Housing Slump Likely to Prolong US Economic Slowdown

Now that four out of five economists believe the US economy is or soon will be in recession, the focus is turning to how deep and how long.

OECD economist Jørgen Elmeskov is not quite ready to call the recession official but says “the US economy is now essentially moving sideways, if not contracting outright.”

It may be premature to declare a recession, but with the pace of activity so far below potential, economic slack is widening rapidly.

In an interim assessment released today the OECD puts US GDP growth at 0.1% (+/- 0.4%) in the current quarter and at zero (+/- 0.5%) in the second quarter.

Elmeskov says “How macroeconomic policies should react is contingent on the outlook for activity and inflation beyond the near-term projection horizon as well as on the balance of several risks.”

  • First, oil and other commodity prices may continue to rise for some time from their already high levels, despite slowing activity.
  • Second, the extent of any financial turbulence and the magnitude and duration of the restraint exerted on economic activity by banks’ and investors’ newfound prudence, and by their need to recapitalise, is unclear.
  • Third, short-run trade-offs between inflation and output may have changed in recent years, casting some doubts on the exact extent to which subdued growth will moderate inflation pressures.

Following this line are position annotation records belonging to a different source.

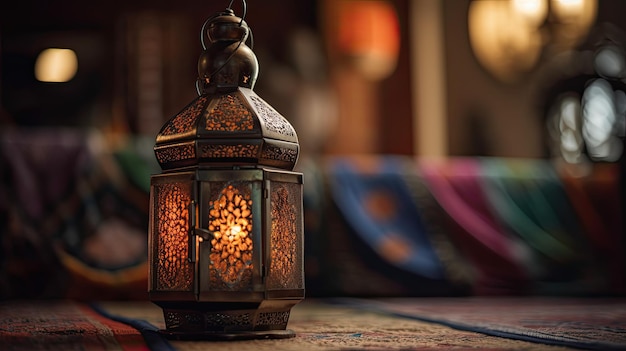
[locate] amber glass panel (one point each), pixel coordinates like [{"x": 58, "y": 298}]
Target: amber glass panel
[
  {"x": 286, "y": 246},
  {"x": 230, "y": 221},
  {"x": 174, "y": 272}
]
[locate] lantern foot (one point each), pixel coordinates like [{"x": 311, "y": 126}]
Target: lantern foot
[{"x": 229, "y": 336}]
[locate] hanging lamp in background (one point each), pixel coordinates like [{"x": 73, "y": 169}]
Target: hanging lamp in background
[
  {"x": 226, "y": 217},
  {"x": 368, "y": 37}
]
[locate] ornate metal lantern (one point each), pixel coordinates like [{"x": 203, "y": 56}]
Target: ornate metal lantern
[{"x": 226, "y": 223}]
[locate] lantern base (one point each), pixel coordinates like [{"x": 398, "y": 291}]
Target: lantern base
[{"x": 229, "y": 336}]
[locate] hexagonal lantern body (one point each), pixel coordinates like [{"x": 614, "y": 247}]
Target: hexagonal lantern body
[{"x": 226, "y": 219}]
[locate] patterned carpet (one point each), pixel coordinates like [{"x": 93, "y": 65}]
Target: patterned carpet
[
  {"x": 322, "y": 326},
  {"x": 348, "y": 324},
  {"x": 585, "y": 323}
]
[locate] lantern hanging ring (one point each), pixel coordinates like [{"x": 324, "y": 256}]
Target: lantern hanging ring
[
  {"x": 228, "y": 9},
  {"x": 243, "y": 39}
]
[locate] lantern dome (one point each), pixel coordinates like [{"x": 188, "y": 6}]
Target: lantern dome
[{"x": 228, "y": 124}]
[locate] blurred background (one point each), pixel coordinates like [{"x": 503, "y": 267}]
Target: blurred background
[{"x": 497, "y": 124}]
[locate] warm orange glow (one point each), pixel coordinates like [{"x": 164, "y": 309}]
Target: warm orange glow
[
  {"x": 534, "y": 11},
  {"x": 230, "y": 220},
  {"x": 369, "y": 34},
  {"x": 56, "y": 65},
  {"x": 507, "y": 37}
]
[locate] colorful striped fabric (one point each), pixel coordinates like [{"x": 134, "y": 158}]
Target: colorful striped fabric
[{"x": 522, "y": 225}]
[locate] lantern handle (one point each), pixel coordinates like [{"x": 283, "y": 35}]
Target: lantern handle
[
  {"x": 229, "y": 8},
  {"x": 242, "y": 41}
]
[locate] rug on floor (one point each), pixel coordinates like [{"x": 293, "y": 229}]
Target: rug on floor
[
  {"x": 585, "y": 323},
  {"x": 63, "y": 325}
]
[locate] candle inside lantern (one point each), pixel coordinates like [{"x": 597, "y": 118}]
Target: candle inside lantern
[{"x": 230, "y": 220}]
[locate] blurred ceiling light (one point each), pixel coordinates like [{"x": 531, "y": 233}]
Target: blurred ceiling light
[
  {"x": 369, "y": 36},
  {"x": 569, "y": 9},
  {"x": 534, "y": 11},
  {"x": 501, "y": 39},
  {"x": 56, "y": 65},
  {"x": 509, "y": 36}
]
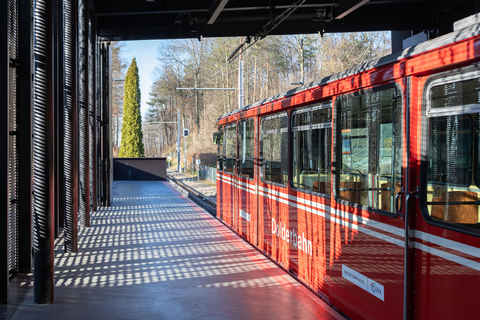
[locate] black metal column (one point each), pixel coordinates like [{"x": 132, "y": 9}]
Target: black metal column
[
  {"x": 106, "y": 128},
  {"x": 59, "y": 132},
  {"x": 4, "y": 137},
  {"x": 84, "y": 196},
  {"x": 24, "y": 134},
  {"x": 92, "y": 111},
  {"x": 43, "y": 151},
  {"x": 98, "y": 120},
  {"x": 69, "y": 125}
]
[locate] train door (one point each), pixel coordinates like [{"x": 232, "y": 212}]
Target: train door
[
  {"x": 447, "y": 228},
  {"x": 367, "y": 244},
  {"x": 219, "y": 140},
  {"x": 229, "y": 197},
  {"x": 246, "y": 197},
  {"x": 273, "y": 194}
]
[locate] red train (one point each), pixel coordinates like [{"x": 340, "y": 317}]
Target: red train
[{"x": 366, "y": 185}]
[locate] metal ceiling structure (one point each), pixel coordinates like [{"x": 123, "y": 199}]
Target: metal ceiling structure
[{"x": 168, "y": 19}]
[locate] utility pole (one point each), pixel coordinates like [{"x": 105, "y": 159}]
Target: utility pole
[
  {"x": 240, "y": 84},
  {"x": 178, "y": 140}
]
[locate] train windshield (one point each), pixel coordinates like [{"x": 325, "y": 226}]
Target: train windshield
[
  {"x": 246, "y": 148},
  {"x": 452, "y": 193},
  {"x": 370, "y": 144},
  {"x": 220, "y": 150},
  {"x": 230, "y": 148}
]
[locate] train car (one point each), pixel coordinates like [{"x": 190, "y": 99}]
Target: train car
[{"x": 365, "y": 185}]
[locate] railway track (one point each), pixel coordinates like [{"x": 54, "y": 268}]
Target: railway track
[{"x": 193, "y": 195}]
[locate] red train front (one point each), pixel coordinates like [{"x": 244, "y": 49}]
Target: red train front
[{"x": 366, "y": 185}]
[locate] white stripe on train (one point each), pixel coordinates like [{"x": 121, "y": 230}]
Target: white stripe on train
[{"x": 355, "y": 222}]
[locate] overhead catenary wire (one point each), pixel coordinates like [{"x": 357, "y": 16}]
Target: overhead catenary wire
[{"x": 266, "y": 29}]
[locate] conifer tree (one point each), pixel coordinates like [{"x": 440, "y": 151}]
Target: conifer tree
[{"x": 132, "y": 136}]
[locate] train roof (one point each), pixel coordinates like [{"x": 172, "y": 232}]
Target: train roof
[{"x": 420, "y": 48}]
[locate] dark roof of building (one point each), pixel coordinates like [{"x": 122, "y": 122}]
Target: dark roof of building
[{"x": 168, "y": 19}]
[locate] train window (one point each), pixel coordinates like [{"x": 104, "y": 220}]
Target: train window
[
  {"x": 370, "y": 143},
  {"x": 452, "y": 193},
  {"x": 274, "y": 149},
  {"x": 220, "y": 150},
  {"x": 245, "y": 148},
  {"x": 230, "y": 148},
  {"x": 312, "y": 141}
]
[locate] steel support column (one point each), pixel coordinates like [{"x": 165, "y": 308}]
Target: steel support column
[
  {"x": 84, "y": 196},
  {"x": 59, "y": 132},
  {"x": 43, "y": 151},
  {"x": 106, "y": 130},
  {"x": 69, "y": 125},
  {"x": 92, "y": 102},
  {"x": 24, "y": 134},
  {"x": 4, "y": 137}
]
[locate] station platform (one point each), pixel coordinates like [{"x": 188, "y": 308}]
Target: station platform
[{"x": 156, "y": 255}]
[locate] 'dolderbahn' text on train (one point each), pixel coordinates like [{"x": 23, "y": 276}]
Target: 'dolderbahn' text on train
[{"x": 365, "y": 185}]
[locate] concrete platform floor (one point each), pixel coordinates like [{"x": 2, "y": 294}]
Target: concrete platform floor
[{"x": 155, "y": 255}]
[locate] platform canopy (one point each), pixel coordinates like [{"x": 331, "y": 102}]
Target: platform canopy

In this light, the case for policy stimulus is stronger in the United States than in Europe or Japan and both US monetary and fiscal policymakers have already acted forcefully.

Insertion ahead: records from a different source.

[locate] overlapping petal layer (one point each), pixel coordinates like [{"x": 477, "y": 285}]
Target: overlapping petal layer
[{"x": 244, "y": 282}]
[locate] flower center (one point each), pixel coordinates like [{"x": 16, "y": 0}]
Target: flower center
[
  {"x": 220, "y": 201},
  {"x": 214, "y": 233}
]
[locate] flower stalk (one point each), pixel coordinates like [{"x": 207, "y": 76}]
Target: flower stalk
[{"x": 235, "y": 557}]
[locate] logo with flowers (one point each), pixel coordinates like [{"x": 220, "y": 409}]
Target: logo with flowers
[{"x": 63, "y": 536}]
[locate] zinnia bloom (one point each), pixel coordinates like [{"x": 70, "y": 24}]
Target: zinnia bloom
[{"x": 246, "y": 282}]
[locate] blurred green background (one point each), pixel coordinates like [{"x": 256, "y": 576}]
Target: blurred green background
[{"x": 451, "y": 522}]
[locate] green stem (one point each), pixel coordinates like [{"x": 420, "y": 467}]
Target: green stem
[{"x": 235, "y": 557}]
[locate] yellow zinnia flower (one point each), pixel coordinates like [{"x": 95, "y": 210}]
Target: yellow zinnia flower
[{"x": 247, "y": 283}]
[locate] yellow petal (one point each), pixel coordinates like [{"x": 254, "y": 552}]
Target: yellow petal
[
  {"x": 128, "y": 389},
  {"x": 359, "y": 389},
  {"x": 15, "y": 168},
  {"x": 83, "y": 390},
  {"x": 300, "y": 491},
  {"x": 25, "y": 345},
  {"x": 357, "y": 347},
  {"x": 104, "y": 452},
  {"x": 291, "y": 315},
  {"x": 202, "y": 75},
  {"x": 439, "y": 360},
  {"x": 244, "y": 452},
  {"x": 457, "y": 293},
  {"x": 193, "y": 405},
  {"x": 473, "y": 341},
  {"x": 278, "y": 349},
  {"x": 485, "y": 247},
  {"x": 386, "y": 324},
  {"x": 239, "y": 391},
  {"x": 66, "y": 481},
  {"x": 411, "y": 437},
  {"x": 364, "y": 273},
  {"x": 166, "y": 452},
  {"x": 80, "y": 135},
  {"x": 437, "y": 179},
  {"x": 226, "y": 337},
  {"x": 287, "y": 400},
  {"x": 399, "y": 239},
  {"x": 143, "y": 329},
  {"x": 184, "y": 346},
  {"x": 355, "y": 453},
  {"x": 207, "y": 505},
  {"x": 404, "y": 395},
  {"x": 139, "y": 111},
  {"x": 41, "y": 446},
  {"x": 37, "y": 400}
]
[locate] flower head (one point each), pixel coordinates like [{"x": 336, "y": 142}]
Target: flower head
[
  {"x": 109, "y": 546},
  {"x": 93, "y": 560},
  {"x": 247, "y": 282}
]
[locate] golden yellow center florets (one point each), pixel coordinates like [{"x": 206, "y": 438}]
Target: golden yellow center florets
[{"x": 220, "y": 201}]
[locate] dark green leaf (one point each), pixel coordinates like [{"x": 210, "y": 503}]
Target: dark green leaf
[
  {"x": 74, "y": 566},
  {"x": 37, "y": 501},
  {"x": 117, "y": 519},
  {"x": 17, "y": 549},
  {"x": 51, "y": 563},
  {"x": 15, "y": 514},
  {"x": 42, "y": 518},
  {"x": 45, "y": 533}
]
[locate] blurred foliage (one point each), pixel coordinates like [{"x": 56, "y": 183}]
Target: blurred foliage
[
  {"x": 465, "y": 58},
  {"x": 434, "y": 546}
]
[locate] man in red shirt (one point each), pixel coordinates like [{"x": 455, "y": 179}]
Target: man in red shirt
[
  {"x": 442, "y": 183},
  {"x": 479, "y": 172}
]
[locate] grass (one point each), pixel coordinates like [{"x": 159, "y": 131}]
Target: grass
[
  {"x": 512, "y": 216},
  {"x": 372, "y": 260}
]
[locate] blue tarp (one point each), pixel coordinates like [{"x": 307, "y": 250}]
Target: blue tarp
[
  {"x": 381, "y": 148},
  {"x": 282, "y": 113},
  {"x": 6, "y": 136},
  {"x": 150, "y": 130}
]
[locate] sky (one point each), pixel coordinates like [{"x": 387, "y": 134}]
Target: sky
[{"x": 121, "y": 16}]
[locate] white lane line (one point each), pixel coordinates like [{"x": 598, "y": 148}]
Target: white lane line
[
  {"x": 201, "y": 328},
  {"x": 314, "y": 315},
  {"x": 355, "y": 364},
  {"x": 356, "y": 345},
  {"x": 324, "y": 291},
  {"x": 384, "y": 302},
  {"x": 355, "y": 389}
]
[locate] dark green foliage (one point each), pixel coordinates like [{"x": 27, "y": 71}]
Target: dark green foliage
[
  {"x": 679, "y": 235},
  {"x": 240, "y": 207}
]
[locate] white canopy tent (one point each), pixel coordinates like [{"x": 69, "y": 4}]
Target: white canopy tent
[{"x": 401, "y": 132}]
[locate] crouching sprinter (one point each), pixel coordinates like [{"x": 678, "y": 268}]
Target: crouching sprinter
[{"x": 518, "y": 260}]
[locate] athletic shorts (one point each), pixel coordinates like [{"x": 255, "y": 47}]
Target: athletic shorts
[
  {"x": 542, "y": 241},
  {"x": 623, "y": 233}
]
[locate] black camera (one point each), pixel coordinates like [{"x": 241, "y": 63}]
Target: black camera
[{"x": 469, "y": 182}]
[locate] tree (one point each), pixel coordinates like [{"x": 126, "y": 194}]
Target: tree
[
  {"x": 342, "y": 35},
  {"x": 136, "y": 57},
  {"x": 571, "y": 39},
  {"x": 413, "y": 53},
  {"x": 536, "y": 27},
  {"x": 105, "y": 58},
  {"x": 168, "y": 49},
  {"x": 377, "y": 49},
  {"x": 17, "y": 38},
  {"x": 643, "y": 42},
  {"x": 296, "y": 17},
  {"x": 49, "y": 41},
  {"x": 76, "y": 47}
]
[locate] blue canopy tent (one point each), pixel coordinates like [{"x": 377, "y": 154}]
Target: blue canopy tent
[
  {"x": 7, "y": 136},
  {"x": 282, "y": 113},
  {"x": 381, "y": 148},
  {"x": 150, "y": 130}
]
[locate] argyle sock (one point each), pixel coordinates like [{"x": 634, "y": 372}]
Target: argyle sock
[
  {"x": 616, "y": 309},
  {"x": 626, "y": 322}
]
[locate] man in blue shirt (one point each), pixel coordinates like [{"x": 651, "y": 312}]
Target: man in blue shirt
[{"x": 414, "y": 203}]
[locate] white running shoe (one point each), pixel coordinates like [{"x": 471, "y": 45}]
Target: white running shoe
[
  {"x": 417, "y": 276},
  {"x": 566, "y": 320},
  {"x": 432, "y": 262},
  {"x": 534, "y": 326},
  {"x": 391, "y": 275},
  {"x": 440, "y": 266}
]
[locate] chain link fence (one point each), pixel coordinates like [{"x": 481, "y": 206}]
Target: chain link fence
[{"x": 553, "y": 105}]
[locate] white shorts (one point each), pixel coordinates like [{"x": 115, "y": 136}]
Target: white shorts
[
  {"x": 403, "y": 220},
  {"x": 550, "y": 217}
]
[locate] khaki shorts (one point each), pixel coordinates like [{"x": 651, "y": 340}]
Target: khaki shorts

“In the euro area, by contrast, the near-term outlook for activity and inflation does not point to a need for stimulus and automatic fiscal stabilisers will provide more support than in other regions. In Japan, there is limited scope for responding to greater weakness.”

Elmeskov nots that the residential real estate slump in the US has been subtracting around one percentage point from annual real GDP growth over the past two years and will continue to do so this year.oecd-gdp.gif

Picking up on this theme, Lex in the FT thinks the real estate swoon will help keep the US in a recession for longer than the 2001 dip. Lex notes that the recent expansion was largely asset-based. “The ratio of household real estate assets to gross domestic product was pretty flat through the 1960s and 1970s. It rose in the 1980s but has surged since 1997. As wages have stagnated, and the cost of staples such as fuel, food and healthcare has risen, so many households have run down savings and cashed in on inflated assets, primarily homes – raising leverage – to keep increasing consumption.”

“US consumers – whose spending accounts for 70 per cent of GDP – therefore, enter this recession with a conspicuous lack of financial insulation. Rebuilding their balance sheets will hurt consumption, cutting into profits and possibly restraining companies’ capital spending plans. In any case, corporate investment, at 11 per cent of GDP, would struggle to fully offset sclerotic consumption. ”

A brief, shallow dip along the lines of 2001 looks like wishful thinking.